Temps de lecture : 31 minutes

L'usage des livres dans tous les cycles, des pistes pour les enseignants, des conseils aux parents.

Il s'agit de la transcription d'une intervention à un forum organisé par l'APEL de l'école de l'Oratoire à Lyon le 11 avril 2003.

1. Introduction Générale
L'illettrisme est aujourd'hui l'affaire de tous.
Luc Ferry nous dit en effet que chaque année, " en dépit des efforts des maîtres, l'évaluation nationale conduite en CE2 met en évidence une proportion trop importante d'élèves qui ne maîtrisent pas suffisamment la lecture pour assurer une scolarité ultérieure satisfaisante. "
Aussi, les nouveaux programmes de l'école ont voulu répondre à ce défi en laissant une grande place à la lecture dans tous les cycles pour que chaque élève acquière l'autonomie du vrai lecteur.
Dans ce contexte, dans notre établissement, nous avons répertorié 3 catégories d'élèves pour mieux agir :
Les non lecteurs (enfants de maternelle) entendu comme enfants qui ne décodent pas
Les lecteurs en apprentissage (GS-CP)
Les lecteurs en approfondissement (CE1 au CM2) avec ici 2 sous catégories : lecteurs qui déchiffrent et lecteurs qui font du sens
Pour tous ces élèves, nous nous attachons au quotidien à démontrer l'utilité de lire et les fonctions de la lecture pour susciter la motivation.
Nous allons vous présenter les actions de l'équipe de l'Oratoire pour donner aux enfants le goût de lire et leur transmettre le plaisir du livre, tout en dédramatisant l'acte en lui-même.
Dans un premier temps, nous vous présenterons le travail fait avec les enfants non lecteurs ou qui sont en apprentissage.
Puis, dans un deuxième moment, nous nous attacherons à nos interventions auprès des élèves qui sont en approfondissement en matière de lecture.

2. Non lecteurs ou lecteurs en apprentissage
Les livres à l'école maternelle (cycle des apprentissages premiers)

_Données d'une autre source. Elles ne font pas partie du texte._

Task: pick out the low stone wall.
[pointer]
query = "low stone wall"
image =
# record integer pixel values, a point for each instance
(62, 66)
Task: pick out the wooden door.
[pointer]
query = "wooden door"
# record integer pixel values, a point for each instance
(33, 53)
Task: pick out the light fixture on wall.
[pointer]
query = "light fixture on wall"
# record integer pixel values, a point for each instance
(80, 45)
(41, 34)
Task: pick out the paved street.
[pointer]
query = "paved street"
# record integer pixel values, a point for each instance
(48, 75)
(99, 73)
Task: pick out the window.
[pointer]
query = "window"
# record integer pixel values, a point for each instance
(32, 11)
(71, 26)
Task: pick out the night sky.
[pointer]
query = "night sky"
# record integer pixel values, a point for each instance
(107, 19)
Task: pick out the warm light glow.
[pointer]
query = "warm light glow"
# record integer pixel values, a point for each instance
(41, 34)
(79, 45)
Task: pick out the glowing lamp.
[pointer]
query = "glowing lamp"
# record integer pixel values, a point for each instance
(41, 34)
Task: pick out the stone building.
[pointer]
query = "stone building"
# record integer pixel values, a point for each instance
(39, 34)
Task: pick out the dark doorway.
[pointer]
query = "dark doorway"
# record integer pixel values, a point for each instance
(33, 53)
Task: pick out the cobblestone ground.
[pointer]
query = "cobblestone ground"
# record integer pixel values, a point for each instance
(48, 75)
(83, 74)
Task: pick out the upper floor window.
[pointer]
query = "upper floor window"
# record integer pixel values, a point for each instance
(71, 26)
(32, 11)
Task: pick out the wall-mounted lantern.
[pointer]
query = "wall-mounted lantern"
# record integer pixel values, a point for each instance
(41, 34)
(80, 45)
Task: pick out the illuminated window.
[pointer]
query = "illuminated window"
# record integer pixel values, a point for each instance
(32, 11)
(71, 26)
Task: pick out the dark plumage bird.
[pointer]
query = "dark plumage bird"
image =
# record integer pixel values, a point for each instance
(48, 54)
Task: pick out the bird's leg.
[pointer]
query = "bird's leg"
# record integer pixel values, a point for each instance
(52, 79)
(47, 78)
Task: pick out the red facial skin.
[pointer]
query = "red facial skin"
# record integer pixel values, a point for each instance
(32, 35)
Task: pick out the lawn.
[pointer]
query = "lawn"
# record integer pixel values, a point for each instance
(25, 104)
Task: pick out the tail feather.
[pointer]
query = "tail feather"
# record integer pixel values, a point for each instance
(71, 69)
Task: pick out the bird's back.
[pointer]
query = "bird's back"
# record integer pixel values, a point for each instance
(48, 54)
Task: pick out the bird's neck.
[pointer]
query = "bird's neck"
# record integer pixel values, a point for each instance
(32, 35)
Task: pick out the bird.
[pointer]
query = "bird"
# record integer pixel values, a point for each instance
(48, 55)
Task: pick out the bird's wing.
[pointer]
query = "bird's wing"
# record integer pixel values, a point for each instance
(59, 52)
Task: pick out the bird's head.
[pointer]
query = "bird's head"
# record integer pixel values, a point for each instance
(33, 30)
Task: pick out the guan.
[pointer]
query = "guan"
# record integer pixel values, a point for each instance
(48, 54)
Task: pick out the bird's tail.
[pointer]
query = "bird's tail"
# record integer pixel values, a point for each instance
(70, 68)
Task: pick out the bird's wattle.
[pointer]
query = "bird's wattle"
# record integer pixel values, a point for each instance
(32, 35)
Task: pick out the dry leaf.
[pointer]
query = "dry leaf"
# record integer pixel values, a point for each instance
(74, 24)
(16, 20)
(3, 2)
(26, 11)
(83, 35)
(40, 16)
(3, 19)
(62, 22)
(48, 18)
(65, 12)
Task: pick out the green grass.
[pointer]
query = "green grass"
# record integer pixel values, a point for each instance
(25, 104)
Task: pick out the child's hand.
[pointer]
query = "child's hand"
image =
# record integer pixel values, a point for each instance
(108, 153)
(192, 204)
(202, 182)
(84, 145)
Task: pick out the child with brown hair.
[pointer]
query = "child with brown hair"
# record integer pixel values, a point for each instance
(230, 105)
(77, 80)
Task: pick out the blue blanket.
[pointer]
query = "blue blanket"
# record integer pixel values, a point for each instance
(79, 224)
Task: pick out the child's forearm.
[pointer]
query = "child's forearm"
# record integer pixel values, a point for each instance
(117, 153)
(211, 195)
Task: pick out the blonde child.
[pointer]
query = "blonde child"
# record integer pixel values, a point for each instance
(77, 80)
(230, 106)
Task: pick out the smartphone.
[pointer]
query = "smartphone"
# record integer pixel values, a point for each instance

Les programmes de l'éducation nationale :
Les instructions officielles incitent les enseignants de l'école maternelle à offrir « à tous les élèves une imprégnation orale des mots et des structures de la langue écrite grâce à un rendez-vous quotidien avec les albums de littérature de jeunesse. Cette imprégnation est préalable indispensable à tout acte de lecture. » En maternelle, on cherche donc à mettre l'élève en contact avec la plus grande variété possible d'écrits. L'aspect important que revêt l'école par rapport aux autres médiateurs (parents, bibliothécaires…) est donc d'offrir l'accès au livre à tous les enfants quel que soit leur milieu socioculturel.

Une école pour tous :
Certains enfants n'ont pas à la maison la chance de bénéficier d'un bain de langage et d'un environnement livresque. L'écrit a donc toute sa place à l'école maternelle dans la mesure où pour bien des enfants, c'est le seul lieu où il auront la chance de parcourir cet univers inconnu. Pour certains, la communication orale ne sert qu'à des fins très pratiques pour évoquer une expérience concrète. Ces enfants doivent apprendre à découvrir le jeu de la communication, la part d'inconnu que contient le discours de l'autre et à fortiori le texte écrit : je dois faire mien les discours de l'autre tout en respectant les idées de celui qui a écrit le texte.
D'autre part, beaucoup d'enfants passifs gavés de télévision se confortent dans une attitude passive qui les contente tout à fait et ils se sentent libérés du devoir de comprendre. Or, il y a dans l'acte de lire une part de risques à assumer.
L'importance des illustrations :
Lire, c'est donner du sens à de l'écrit. Or, l'image est un élément essentiel de la prise de sens et de la mise en place d'une attitude active de lecture. Dans une certaine mesure donc, les enfants de maternelle qui comprennent un livre en décodant une succession d'images, s'approprient l'histoire et lisent avant de savoir lire.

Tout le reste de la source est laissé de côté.